I used to think of my job as the lottery job. You know - the one you'd keep doing even after? But then came the kids and while most of the time I still love it, I do end up whining about splitting up my precious minutes. At my free random-vendor lunch last week someone was worried about their dad, who'd retired, and what was he going to do all day? I don't think I'd have any problem filling my day. Mostly the usual stuff - gym, books, little volunteerism, definitely more TV (I jest!). I also have a love/hate relationship with craftiness, but it's mostly born of jealousy. Would love to know how to hem a skirt (or, heck, sew on a button), or do frou-frou things in my girl's bedroom.
Or cook. Love to do the big meals - Thanksgiving, et al - and the ever more rare social dinner but cooking for young kids is...painful. My boy actually requests cereal & eggs. Not yummy stovetop scrambled eggs with cheese and tomatoes and butter...eggs in the microwave, cooked till rubbery. [Yes, I'm sure this is a comment on my cooking. Thanks for making that leap.] I'm a firm believer in the wholesome family dinner, veggies 'n all... but darn it if cereal isn't a lot faster. And look! The kids are occupied - I'll just take a peek over at this one site. This, and the amount of TV they watch, count among the many hypocrisies in my life. Also, SOMEONE, who shall remain nameless, seems to have developed some inconvenient taste buds lately. I did, actually, make her carrots last night. She screwed up her face and pushed the plate away. I offered her the rejected orange I'd lovingly cut up at lunch - she tried to cover it back up with the plastic wrap. That cracked me up. Not only did she not want the orange, she was going to re-wrap it for me. Stinker.
But mostly, I fret about her language skills. We need to be doing SO MUCH MORE. I should have taken a signing class and be narrating her day away. We need to be going thru her flashcards daily and working on her letter sounds. We should be doing more OT stuff, so that she has the fine motor skills to actually sign back. I had brief passing moments like this when she was on the verge of crawling, and then walking, but I was never concerned she wouldn't get there. --This-- is constricting my breathing.
I don't think this is one of those things that will come naturally, even if a bit delayed. We don't even have "mom" yet. This is all on us and I feel like we're failing her. She's going to be 3 in five months. Even if we end up mostly signing, we need to be working on her vocabulary constantly. And nevermind communicating with her extended family....
GAH.
So? We do more. (much MUCH more). Just do it.
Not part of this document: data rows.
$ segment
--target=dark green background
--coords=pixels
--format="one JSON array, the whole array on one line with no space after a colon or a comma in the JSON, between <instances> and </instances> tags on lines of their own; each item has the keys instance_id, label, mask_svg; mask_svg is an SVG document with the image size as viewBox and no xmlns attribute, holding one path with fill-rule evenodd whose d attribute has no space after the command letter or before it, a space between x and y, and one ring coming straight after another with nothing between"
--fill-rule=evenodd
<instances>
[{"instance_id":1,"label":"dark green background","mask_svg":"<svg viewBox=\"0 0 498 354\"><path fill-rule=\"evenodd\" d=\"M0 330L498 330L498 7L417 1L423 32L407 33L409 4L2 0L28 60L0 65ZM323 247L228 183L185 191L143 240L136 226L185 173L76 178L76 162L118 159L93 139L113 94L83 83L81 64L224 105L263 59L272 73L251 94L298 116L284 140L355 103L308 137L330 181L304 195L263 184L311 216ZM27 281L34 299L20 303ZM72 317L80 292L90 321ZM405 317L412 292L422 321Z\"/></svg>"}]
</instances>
And that is my sloganized pep talk of the day to myself.
we microwave eggs here. whatever.
ReplyDeleteon the language: I think you can always be doing more. always. I'm a terrible slacker, but I also think - I don't want to be doing flash cards all the time, you know? I picture the Rick Moranis character in Parenthood. Don't want to be that guy.
I love that movie. I try to be Steve Martin at the end, on the rollcoaster. Because those will totally be my kids trashing the school play.
ReplyDeleteI read this and think "you're MUCH to hard on yourself!". From an outside observer (very outside since I haven't actually met you) you'e doing just fine!